Congressman David Young.

Two of the Republicans in Iowa’s congressional delegation are calling on the Trump Administration to quickly review federal regulations on so-called “bump stocks.” The device was used by the sniper in last week’s mass shooting in Las Vegas.

“I can’t think of a good reason why these things are existing,” Republican Congressman David Young of Van Meter said Friday on IPTV’s “Iowa Press” program.

Young said he had no idea what a bump stock was before last week’s news stories about the product.

“My understanding is it is basically a tool, an accessory to make a legal weapon into an illegal weapon,” Young said. “And so I’m reaching out with my colleagues to the Bureau of Alcohol, Tobacco and Firearms to revisit their ruling in 2010 when they decided not to regulate these.”

Young is not calling for congress to pass a law banning the sale of bump stocks. In the U.S. Senate, Iowa Republican Joni Ernst and a handful of other senators wrote a letter asking the ATF to “swiftly review” its permitting of bump stocks which “turn semi-automatic rifles into fully automatic weapons.”

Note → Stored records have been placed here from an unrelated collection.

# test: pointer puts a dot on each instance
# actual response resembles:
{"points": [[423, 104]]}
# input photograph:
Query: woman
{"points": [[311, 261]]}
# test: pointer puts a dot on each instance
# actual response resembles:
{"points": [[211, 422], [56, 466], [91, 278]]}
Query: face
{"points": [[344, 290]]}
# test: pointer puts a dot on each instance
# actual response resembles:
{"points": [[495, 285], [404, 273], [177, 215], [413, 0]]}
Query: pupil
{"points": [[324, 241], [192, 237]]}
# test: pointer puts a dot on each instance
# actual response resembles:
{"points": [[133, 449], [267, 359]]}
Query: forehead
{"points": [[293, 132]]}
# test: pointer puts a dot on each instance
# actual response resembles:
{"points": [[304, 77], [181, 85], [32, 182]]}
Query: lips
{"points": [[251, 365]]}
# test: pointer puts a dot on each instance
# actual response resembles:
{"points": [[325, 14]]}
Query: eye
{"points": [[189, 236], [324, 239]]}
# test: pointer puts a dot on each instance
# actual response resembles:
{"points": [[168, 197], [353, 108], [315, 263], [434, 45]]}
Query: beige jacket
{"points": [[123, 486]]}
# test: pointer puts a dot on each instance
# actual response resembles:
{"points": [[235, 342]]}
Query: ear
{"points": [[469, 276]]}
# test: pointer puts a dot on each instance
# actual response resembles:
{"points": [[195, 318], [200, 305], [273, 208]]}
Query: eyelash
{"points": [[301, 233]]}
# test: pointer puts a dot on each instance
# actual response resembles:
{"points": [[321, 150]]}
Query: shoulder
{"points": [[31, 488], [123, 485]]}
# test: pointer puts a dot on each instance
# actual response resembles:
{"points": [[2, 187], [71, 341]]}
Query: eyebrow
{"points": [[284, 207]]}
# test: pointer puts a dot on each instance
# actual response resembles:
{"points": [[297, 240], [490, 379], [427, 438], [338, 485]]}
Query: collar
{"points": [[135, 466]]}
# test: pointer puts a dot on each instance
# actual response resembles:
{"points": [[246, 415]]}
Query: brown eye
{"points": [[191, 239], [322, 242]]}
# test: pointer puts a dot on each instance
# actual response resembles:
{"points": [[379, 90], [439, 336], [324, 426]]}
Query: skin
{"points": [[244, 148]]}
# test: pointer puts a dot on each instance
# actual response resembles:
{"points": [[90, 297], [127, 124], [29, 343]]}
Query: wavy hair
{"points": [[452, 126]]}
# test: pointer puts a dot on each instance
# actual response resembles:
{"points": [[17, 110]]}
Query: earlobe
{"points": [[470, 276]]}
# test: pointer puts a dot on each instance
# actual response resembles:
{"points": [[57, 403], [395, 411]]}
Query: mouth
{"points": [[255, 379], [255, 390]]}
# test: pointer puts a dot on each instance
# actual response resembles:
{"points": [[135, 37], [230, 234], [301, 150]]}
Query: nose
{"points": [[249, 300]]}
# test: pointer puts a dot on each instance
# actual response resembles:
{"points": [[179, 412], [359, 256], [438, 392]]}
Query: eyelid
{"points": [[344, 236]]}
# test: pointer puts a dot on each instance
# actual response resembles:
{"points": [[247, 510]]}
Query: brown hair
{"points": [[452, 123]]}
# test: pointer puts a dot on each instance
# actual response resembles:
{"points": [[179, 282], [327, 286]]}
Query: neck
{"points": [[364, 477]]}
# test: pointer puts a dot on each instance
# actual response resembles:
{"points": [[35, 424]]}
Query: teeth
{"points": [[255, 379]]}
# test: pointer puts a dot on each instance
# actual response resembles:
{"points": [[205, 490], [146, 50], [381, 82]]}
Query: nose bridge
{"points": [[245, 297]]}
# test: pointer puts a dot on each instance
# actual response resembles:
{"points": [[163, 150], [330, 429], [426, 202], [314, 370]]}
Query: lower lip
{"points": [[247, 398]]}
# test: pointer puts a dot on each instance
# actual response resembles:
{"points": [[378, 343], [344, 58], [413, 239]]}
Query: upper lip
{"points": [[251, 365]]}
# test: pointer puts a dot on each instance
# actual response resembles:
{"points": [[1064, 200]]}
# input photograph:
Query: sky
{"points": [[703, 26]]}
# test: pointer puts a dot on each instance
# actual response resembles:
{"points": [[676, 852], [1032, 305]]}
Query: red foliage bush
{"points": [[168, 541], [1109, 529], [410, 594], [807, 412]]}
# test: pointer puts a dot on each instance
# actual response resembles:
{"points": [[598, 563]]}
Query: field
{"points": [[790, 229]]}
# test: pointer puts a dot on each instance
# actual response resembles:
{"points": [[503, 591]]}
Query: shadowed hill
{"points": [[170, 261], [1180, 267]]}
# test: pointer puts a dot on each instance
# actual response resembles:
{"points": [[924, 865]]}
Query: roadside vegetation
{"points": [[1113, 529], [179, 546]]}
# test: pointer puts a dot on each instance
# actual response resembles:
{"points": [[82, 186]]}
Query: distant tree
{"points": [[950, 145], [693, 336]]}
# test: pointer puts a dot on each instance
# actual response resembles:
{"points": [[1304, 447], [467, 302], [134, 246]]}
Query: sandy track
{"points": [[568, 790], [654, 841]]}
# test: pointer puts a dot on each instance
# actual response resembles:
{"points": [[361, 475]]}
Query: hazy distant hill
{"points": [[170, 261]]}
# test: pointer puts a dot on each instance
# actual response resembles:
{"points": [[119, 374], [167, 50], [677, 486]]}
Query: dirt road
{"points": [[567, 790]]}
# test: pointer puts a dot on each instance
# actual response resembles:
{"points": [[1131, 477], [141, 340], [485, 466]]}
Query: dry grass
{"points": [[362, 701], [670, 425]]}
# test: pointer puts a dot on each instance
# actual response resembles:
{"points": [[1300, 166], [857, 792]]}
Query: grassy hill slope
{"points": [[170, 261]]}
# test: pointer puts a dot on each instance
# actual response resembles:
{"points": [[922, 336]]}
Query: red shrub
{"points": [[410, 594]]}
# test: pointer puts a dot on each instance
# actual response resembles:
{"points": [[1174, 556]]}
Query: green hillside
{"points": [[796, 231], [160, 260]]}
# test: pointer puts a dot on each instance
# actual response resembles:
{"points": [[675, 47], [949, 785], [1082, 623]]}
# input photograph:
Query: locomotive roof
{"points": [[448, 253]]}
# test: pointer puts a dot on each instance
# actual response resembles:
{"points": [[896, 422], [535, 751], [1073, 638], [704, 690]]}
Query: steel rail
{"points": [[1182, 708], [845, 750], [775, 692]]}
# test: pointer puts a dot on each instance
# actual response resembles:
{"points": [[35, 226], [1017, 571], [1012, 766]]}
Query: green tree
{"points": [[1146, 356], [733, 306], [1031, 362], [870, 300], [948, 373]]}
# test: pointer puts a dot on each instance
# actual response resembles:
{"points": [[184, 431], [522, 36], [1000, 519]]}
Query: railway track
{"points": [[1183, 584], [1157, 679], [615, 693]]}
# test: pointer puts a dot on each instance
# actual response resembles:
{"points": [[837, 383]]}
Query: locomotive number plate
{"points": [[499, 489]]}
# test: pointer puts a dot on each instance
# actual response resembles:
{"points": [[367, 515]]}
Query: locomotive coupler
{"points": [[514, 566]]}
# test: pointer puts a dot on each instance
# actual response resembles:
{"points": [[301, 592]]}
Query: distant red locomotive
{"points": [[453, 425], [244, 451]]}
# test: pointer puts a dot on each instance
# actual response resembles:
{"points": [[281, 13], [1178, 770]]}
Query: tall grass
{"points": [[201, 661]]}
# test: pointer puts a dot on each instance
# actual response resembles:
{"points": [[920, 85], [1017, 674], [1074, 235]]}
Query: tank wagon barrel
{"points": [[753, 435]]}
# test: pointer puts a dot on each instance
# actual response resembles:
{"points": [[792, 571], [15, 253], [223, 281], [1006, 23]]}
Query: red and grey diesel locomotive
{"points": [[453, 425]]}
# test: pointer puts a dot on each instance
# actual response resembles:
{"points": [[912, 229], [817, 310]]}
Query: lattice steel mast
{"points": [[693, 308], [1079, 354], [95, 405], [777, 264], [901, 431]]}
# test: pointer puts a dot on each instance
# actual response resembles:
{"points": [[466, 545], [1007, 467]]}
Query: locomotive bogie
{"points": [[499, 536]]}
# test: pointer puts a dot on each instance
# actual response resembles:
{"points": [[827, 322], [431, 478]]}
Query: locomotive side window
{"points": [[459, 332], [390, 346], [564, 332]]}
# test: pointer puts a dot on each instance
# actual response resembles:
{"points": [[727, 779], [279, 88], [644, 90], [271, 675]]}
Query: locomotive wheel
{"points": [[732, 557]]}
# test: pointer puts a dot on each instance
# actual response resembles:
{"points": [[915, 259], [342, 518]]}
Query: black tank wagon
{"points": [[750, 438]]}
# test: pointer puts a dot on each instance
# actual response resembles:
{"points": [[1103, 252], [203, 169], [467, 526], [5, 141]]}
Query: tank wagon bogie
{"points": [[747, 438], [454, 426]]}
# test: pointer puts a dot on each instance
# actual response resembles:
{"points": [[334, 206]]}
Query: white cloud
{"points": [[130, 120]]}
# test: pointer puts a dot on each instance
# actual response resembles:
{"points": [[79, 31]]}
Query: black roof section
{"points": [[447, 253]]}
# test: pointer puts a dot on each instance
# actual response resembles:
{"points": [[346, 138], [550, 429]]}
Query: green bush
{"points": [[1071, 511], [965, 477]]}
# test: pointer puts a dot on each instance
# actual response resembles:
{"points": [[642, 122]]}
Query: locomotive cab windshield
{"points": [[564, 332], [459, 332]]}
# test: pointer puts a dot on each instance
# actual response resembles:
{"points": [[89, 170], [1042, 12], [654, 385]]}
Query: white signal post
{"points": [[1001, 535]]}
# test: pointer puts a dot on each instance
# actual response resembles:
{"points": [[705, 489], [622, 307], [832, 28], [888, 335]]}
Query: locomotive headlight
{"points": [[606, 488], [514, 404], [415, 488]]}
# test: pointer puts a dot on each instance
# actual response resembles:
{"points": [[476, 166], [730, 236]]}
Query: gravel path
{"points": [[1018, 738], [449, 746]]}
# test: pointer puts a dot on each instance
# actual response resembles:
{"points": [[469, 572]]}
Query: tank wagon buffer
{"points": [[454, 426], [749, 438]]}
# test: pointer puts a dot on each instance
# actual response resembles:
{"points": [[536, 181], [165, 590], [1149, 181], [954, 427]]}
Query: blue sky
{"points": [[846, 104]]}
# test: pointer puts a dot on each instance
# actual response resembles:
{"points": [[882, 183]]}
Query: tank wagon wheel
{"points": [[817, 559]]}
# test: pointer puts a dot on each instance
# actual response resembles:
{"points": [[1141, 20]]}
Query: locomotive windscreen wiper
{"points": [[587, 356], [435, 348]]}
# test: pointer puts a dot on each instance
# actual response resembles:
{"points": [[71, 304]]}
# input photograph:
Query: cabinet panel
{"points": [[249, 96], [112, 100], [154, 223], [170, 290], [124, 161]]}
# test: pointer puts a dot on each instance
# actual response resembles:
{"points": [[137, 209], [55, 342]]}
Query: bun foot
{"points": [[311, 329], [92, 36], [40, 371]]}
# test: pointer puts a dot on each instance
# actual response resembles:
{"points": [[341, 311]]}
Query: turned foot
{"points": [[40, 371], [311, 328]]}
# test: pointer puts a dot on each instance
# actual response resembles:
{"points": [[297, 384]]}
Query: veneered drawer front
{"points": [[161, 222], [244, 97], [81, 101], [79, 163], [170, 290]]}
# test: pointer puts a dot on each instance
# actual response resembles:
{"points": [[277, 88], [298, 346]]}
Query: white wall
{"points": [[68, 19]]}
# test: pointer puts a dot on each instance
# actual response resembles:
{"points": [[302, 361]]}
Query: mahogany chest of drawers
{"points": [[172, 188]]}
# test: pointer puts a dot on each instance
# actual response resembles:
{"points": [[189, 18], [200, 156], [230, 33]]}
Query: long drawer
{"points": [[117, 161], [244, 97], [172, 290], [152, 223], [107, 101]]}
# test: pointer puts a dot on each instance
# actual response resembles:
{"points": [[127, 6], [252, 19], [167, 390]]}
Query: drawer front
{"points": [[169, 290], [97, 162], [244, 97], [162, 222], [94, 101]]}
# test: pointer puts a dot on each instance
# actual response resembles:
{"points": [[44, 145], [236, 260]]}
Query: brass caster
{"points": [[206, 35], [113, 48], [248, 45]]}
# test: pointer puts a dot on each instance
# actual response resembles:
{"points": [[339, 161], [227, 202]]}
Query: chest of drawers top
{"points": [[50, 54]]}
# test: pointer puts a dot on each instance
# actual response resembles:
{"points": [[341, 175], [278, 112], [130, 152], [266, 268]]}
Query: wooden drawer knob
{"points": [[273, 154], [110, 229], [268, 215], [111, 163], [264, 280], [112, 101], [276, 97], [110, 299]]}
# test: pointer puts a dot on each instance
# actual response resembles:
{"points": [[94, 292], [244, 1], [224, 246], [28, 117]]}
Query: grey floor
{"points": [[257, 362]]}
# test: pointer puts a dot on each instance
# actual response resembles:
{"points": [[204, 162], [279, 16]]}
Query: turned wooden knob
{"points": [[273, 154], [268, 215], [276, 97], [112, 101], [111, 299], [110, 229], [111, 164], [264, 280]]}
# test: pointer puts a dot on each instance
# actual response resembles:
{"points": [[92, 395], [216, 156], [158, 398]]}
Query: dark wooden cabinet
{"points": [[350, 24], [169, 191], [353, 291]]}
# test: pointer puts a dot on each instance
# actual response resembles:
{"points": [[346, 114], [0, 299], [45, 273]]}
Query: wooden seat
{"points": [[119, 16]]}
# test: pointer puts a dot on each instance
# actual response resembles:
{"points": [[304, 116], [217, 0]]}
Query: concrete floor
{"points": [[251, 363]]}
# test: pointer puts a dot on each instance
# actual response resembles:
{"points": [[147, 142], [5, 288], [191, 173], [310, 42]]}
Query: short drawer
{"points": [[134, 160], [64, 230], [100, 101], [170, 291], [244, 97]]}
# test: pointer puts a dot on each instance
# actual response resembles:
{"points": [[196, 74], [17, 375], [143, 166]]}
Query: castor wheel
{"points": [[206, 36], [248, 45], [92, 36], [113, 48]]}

Senator Chuck Grassley isn’t rejecting the idea the Senate Judiciary Committee might hold a hearing on legislation that would ban the sale of bump stocks. Grassley, though, has said he needs to “think through” the consequences since a bill that clears his committee could spawn a debate on the senate floor on a number of other gun-related proposal.

Republican Congressman Steve King tweeted on the “slippery slope” subject last Wednesday, asking: “How do good people defend themselves from murderers if liberals take our guns?”

The National Rifle Association last week called on the ATF to conduct an administrative review of its prior ruling on bump stocks.